Les thymocytes en voie de différenciation sont protégés de tout contact avec une substance étrangère par la barrière hémato­thymique. Celle­ci est purement corticale. Elle est composée d'une double paroi. La paroi interne est l'endothélium des capillaires et des veinules post­capillaires imperméable à tout traceur. Les cellules endothéliales sont unies les unes aux autres par des desmosomes et des jonctions serrées qui assurent une imperméabilité presque totale, sauf dans la région sous­capsulaire où les capillaires sont fenestrés. La paroi externe est une couche continue de cellules épithéliales. Au niveau des capillaires, les membranes basales des deux couches sont soudées; au niveau des veinules post­capillaires, elles sont séparées par des fibres conjonctives et des péricytes. Les macrophages amassés autour des vaisseaux renforcent le contrôle exercé par la barrière hémato­thymique.

2.4. Evolution du thymus

Dans l'espèce humaine, le poids relatif du thymus est maximal à la naissance puis diminue constamment. Son poids absolu, au contraire, augmente au cours de l'enfance et est maximal entre la onzième et la quinzième année. Il décroît ensuite rapidement au cours de l'adolescence puis lentement au cours de la vie adulte.

Lors de l'involution, le parenchyme diminue mais le collagène et le tissu adipeux interlobulaire augmentent. L'involution modifie les proportions des différents constituants car elle atteint préférentiellement le cortex.

Elle semble due avant tout à une diminution progressive de la production des thymocytes. La trame épithéliale est d'abord contractée par le départ des thymocytes puis involue à son tour. Chez le vieillard, il ne reste que des vestiges thymiques, surtout médullaires, inclus dans un tissu graisseux. Dans cette image, on peut comparer l'aspect du thymus involué à droite à celui du thymus d'un enfant de deux ans.

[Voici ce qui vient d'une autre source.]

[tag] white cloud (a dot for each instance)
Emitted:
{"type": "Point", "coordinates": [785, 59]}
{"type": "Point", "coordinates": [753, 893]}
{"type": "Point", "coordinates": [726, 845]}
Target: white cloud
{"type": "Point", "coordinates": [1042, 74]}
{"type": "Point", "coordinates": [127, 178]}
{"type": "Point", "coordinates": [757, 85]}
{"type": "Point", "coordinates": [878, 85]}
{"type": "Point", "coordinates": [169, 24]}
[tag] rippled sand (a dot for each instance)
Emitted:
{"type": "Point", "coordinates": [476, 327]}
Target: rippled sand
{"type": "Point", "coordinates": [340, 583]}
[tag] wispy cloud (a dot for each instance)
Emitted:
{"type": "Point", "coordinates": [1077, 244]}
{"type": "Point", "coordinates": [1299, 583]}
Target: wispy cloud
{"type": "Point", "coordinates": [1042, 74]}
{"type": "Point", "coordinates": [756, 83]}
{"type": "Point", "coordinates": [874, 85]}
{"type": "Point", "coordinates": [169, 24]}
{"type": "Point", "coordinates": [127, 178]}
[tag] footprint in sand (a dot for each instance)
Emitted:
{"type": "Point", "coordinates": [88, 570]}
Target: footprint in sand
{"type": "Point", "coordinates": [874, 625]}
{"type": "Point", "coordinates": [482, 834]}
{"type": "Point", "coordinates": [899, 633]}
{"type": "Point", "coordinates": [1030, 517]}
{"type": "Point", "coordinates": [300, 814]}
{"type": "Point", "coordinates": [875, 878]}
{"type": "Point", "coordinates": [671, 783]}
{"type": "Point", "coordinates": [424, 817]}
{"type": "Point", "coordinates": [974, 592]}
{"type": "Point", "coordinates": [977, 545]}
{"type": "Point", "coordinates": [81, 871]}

De nombreux agents tels que la dénutrition, les infections, l'irradiation induisent une involution aiguë mais réversible du thymus. Elle est due à la disparition des lymphocytes corticaux qui deviennent pycnotiques et sont phagocytés par des macrophages. Dès que cesse la cause de cette involution accidentelle, le thymus régénère en quelques jours grâce aux lymphoblastes qui pénètrent dans le cortex. L'involution accidentelle implique l'intervention des hormones cortico­surrénaliennes. Ici, elle est expérimentale et provoquée par l'injection d'hydrocortisone. Les lymphocytes médullaires persistent parce qu'ils sont résistants à cette hormone. Ceci explique l'image inversée : la médullaire est plus sombre que la corticale parce que plus riche en lymphocytes.

La prochaine leçon sera consacrée au ganglion lymphatique.